The city of Indianapolis itself was gripped with a surprising cold snap, with Mother Nature giving one last gasp of wintery weather to remind folks it was still, in fact, March. While outside the theater the cold winds blew, inside a warm glow was shared by the early arriving fans. Local act the Blue Moon Revue was on hand to further warm up the crowd with their blues, down and dirty sound. Fronted by guitarists Matt Marshall and Dave Sullivan, along with long time writing partner Andy Salge, the band showcased an emotionally charged set of fiery slabs of soulful tunes. Particularly impressive were the vocals of Marshall, who voice calls forth comparisons of Robert Cray’s earliest work. Members of Galactic could be seen in the stage wings, clearly enjoying their openers handiwork.
The crowd’s buzz grew louder and the anticipation became palpable throughout the club. It had been a year since the funk train that is Galactic had stopped in the crossroads city, and the people were clearly hungry for a heaping helping of hot licks and cool jams. Recent tour guests Henry of the grammy winning Rebirth Brass Band and Corey Glover, frontman of the band Living Colour, have become unofficial members of the band, and their contributions to the band’s sound pushed the night in exciting directions. Henry handled vocals for a portion of the night, while Glover’s powerful pipes made songs like Total Destruction of Your Mind and their bombastic cover of Led Zeppelin’s Kashmir standout moments of the evening.

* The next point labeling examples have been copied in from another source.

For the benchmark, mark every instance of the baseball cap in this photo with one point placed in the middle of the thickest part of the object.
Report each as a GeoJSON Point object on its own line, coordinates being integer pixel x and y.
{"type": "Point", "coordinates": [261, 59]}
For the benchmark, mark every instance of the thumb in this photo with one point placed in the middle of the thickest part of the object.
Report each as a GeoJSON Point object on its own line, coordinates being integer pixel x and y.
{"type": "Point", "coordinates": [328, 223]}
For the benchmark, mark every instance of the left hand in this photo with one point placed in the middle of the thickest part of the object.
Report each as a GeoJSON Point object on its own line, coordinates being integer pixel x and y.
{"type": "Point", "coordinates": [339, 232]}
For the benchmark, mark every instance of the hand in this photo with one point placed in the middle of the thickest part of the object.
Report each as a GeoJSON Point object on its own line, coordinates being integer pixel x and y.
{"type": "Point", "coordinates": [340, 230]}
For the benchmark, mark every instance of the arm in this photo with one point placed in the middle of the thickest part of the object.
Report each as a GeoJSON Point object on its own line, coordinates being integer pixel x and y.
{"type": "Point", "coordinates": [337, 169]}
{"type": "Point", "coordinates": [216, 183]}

Despite their long running tradition of sharing the stage generously, Galactic is one of the finest ensembles to come out of the crescent city. With punchy bass lines provided by Rob Mercurio and slinky lead guitar lines from Jeff Raines, and a mixture of somber church leads and sloppy organ runs by Rich Vogel joining with the meaty horns and harmonica of Ellman combine into one of the most cohesive units on the music scene. These players meld their sonic efforts over the whip smart drumbeats of one of the finest percussionists to ever pick up the sticks, Stanton Moore. Numerous magazines, websites and polls find Moore at or near the top of the heap, Moore’s drum clinics are packed wall to wall by eager students and practiced drummers alike, eager to learn. His exuberance is legendary, an ear to ear smile plastered on his face throughout the show as he merrily smashes the skins. He has been know to rise up from his stool unconsciously, furiously crashing his cymbals with an insane gleam in his eyes of pure, mad joy. Moore is the motor that drives the band, and can shift into overdrive in zero seconds, leaving other bands sitting at the light.

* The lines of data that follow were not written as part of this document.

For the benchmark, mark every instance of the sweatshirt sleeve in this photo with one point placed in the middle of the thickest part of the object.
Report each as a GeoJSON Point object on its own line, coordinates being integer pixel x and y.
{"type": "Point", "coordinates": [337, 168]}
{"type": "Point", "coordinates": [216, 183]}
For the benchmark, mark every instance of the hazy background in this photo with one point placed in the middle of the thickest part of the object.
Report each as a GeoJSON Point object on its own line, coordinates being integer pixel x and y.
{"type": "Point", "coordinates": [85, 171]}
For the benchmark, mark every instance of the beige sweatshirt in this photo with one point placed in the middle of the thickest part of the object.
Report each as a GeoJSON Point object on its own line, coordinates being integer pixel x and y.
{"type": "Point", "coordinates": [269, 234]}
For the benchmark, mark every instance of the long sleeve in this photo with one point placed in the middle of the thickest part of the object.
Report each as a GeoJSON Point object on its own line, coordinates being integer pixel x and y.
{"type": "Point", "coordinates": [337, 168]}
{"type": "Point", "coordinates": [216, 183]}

Songs filled with the rolling party spirit of New Orleans festival season like Hi De Ka and Hey Na Na had the crowd grooving, with Henry being so taken by the spirit that he left the stage to roam the club, before ending in a call and response solo while standing on the Vogue’s bar. After a short break to catch their breath, Galactic came back out for a two song encore featuring a track off their new release, Ash Wednesday Sunrise, before giving the closing number to Glover for a truly epic rendition of his main band’s biggest hit Cult of Personality. Not to be outdone by Henry’s bar hopping escapades, Glover scaled the speaker stacks, letting loose every last ounce of force in his frame as he belted out the lyrics. While the band wailed through the final flourish, Glover thanked the crowd for their time, and thanked the band for having him along for the ride. The cheers and applause that lingered long after the band left the stage proved he spoke for the exhausted fans as well as himself.